Imagine the following "experiment": I have 2 wires, and on a panel, there's a light bulb. I want to find out whether the light bulb is connected to the two wires, so I take a battery, and connect them to the light bulb: it lights up. I disconnect the battery: it goes out. I reconnect it: it goes on again.
Conclusion of my experiment: yes, these wires somehow are connected (or pilot) the lightbulb.
But maybe not at all ! Something else is making this lightbulb light up and go out, and this influences me, connecting exactly a few nanoseconds earlier, each time, the wires to the battery and not.
So I cannot even determine from my experiment that the wires have anything to do with the lightbulb ! You have to leave aside this possibility if you are going to consider the experimental scientific method at all, no ?
cheers,
Patrick.
Sure, what you are saying makes sense, and yet that is exactly what needs re-thinking.
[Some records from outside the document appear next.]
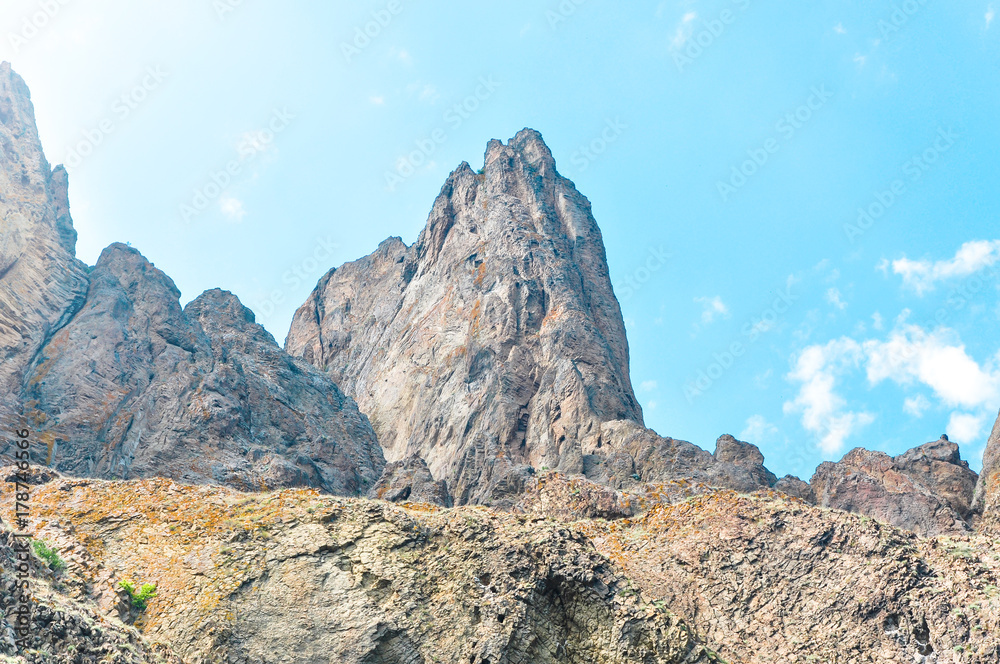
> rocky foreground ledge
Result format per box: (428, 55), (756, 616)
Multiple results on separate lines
(2, 473), (1000, 664)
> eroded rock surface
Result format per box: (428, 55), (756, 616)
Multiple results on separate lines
(0, 62), (87, 430)
(810, 436), (978, 535)
(24, 244), (384, 495)
(368, 456), (452, 507)
(972, 410), (1000, 535)
(576, 491), (1000, 664)
(285, 129), (642, 503)
(11, 479), (717, 664)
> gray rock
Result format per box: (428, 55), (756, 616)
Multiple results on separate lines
(810, 436), (977, 536)
(14, 244), (384, 494)
(285, 129), (642, 504)
(368, 456), (452, 507)
(0, 62), (87, 431)
(972, 410), (1000, 532)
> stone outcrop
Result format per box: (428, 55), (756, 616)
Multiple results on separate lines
(16, 244), (384, 494)
(13, 479), (718, 664)
(810, 436), (977, 535)
(368, 456), (452, 507)
(972, 418), (1000, 534)
(576, 491), (1000, 664)
(285, 129), (642, 504)
(0, 520), (182, 664)
(0, 62), (87, 430)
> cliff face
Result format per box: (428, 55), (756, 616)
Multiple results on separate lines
(285, 130), (642, 503)
(0, 62), (87, 429)
(11, 478), (718, 664)
(811, 437), (977, 535)
(972, 410), (1000, 534)
(24, 244), (384, 494)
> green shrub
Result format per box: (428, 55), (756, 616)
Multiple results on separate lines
(31, 540), (66, 572)
(118, 581), (156, 611)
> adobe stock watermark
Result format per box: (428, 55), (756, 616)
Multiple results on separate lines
(545, 0), (587, 30)
(178, 109), (295, 223)
(256, 235), (340, 320)
(63, 65), (169, 173)
(674, 0), (750, 74)
(844, 127), (959, 244)
(340, 0), (403, 64)
(878, 0), (930, 39)
(7, 0), (70, 53)
(684, 282), (799, 404)
(614, 245), (673, 302)
(569, 117), (628, 172)
(385, 76), (501, 191)
(715, 85), (833, 203)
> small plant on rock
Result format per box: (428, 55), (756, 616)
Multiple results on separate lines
(118, 581), (156, 611)
(31, 540), (66, 572)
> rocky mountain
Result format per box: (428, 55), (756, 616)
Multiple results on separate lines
(810, 436), (978, 535)
(285, 130), (642, 504)
(0, 64), (385, 495)
(972, 410), (1000, 534)
(0, 62), (87, 430)
(11, 478), (719, 664)
(23, 244), (384, 495)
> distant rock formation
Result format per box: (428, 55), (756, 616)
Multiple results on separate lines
(368, 456), (451, 507)
(0, 62), (87, 431)
(24, 244), (384, 495)
(972, 417), (1000, 534)
(810, 436), (977, 535)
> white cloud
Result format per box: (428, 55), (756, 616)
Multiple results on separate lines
(670, 12), (698, 51)
(784, 337), (875, 454)
(880, 240), (1000, 295)
(903, 394), (931, 418)
(826, 288), (847, 311)
(219, 196), (247, 223)
(864, 325), (1000, 408)
(948, 413), (988, 445)
(694, 295), (729, 325)
(740, 415), (780, 445)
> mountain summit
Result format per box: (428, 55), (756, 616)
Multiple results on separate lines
(285, 129), (642, 503)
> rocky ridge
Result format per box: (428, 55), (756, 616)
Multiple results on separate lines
(4, 478), (718, 664)
(23, 244), (384, 495)
(0, 62), (87, 429)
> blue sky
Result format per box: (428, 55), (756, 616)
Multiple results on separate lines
(0, 0), (1000, 478)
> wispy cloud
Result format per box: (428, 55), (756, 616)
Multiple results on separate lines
(740, 415), (781, 445)
(670, 11), (698, 51)
(784, 337), (875, 455)
(878, 240), (1000, 295)
(903, 394), (931, 418)
(826, 288), (847, 311)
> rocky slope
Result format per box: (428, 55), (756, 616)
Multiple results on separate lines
(24, 244), (384, 494)
(577, 491), (1000, 664)
(285, 130), (642, 503)
(0, 62), (87, 430)
(5, 478), (717, 664)
(0, 525), (181, 664)
(810, 436), (978, 535)
(972, 410), (1000, 535)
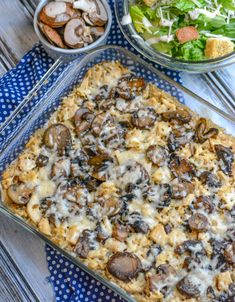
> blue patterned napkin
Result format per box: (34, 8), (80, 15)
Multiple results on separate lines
(0, 0), (182, 302)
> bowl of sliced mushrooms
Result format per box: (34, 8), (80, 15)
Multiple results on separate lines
(34, 0), (112, 60)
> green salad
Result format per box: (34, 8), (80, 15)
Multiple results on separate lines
(126, 0), (235, 61)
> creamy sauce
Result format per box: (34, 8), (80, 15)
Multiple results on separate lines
(188, 5), (221, 20)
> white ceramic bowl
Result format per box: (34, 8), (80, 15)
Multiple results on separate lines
(33, 0), (112, 61)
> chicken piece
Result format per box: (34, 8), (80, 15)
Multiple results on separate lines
(143, 0), (157, 6)
(205, 38), (234, 59)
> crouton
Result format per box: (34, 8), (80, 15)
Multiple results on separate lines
(205, 38), (234, 59)
(175, 26), (199, 44)
(143, 0), (157, 6)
1. Our world is experimentally demonstrated as being full of both identifed causes and unidentified random effects. So your light bulb example applies only to that large subset that is what we refer to as deterministic. It is the other group that needs more explanation. You cannot deny that the future MIGHT have SOME role in explaining the random effects. Of course, I offer no convincing proof either. merely speculation.
2. There is nothing that says the future can't have a small role to play in what happens in the present. Two simple hypothetical examples: a) We are barely influenced by events occurring in Andromeda, but that does not mean there is no influence. Similarly, the influence from the future could be very mild. b) Look at how hard it is to create a singlet state! Such state allows us to see some strange quantum behavior (Nightlight calls it a parlor trick). And perhaps that is because the influence from our future is so subtle that it is difficult to otherwise see.
The way I see it, we are being asked to give up strict locality or strict causality if we reject hidden variables. Perhaps the least intrusive modifications we should make to theory will have us accept locality and acknowledge that the future could influence the past in a way which appears totally random from our perspective. Given symmetry considerations alone, I would think it is worth at least considering. And yet, in most respects, causality - and the scientific method! - would still apply.